Comment by cpgxiii
3 days ago
The design of WSL(1) makes more sense when you think of its original design goal of being a compatibility layer for Android apps. Android is "a Linux", but it is (1) a relatively unique one, and (2) everything between the Android kernel and Android apps really isolates the application layer from kernel-level details. Given this separation, it makes a lot of sense to leverage the existing NT flexibility and emulate a Linux kernel at the syscall layer. Sure, you'll have to patch some parts of the WSL(1) Android system components, but MS was already going to have to do that to work around Google-only components. In many ways, this route is no more complex than what Blackberry did to run Android apps atop their QNX-based OS.
But once you give up the specialization for Android and want WSL to be a "real Linux" (i.e. behave like a specific Ubuntu/Fedora/etc distribution) now you no longer can get away with being Linux-like, you have to be Linux (i.e. you need the syscall layer to directly mirror all kernel development and features). It's actually fairly impressive how much worked with WSL(1) given how different the internals were, but you didn't have to go that far to find tools/services/etc that just wouldn't work.
Instead, once you consider how long MS had been working on Hyper-V, and how interested they are in using it to apply additional security boundaries/isolation (e.g. VBS) within what outwardly appears to be a single Windows OS instance to the user, it makes a lot of sense to leverage that same approach to just run a real Linux kernel atop Hyper-V. In that world, you no longer have to match Linux kernel development, you just need to develop/maintain the kernel drivers used to interact with Hyper-V - and MS already had a lot of experience and need to do that given how much of Azure is running Linux VMs.

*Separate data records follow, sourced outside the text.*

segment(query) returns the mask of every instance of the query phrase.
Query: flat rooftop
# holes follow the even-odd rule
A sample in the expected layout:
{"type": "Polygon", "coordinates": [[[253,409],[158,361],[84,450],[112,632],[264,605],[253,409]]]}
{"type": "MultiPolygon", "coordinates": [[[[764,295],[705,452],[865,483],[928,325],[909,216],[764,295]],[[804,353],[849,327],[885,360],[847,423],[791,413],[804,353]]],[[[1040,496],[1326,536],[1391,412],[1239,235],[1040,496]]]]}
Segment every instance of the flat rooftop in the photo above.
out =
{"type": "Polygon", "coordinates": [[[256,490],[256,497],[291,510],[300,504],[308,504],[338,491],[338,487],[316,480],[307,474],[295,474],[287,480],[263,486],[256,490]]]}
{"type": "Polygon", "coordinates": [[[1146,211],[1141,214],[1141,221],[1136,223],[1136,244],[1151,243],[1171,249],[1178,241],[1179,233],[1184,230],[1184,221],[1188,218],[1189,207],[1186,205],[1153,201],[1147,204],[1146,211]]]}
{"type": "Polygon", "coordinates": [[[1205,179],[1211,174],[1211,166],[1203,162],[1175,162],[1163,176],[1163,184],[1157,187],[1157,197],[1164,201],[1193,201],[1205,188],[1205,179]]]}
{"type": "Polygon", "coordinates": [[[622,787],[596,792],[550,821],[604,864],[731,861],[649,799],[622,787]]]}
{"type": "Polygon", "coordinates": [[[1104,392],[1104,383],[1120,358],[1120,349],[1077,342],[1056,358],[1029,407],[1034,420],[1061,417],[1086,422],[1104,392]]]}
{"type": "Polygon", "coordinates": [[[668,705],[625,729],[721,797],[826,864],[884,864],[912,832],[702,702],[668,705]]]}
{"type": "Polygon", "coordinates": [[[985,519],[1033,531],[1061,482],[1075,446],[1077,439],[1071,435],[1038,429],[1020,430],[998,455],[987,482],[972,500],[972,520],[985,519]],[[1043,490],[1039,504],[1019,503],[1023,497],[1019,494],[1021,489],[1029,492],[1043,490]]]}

IO on many little files is dramatically faster in Linux on ext4 vs Windows thanks to NTFS' journaling overhead. So if you're doing development, you really want to do it inside wsl2.
I think it's more complicated just than NTFS's design.
In my original comment I said that the difference is the Linux VFS for a reason. The slow part in NT is when you go from a filename to a handle. Doing things like caching lookups by name is, IIRC, the responsibility of the individual drivers. Linux does better at this by having a heavily optimized layer sitting between the filesystem driver and the caller. Doing tons of open(2)s is faster on Linux because of the overall kernel design.
Use a ReFS drive,
https://learn.microsoft.com/en-us/windows/dev-drive/
Journaling isn't the issue, small files go into the $MFT which is the fast-path. The issue is the file system filter overhead.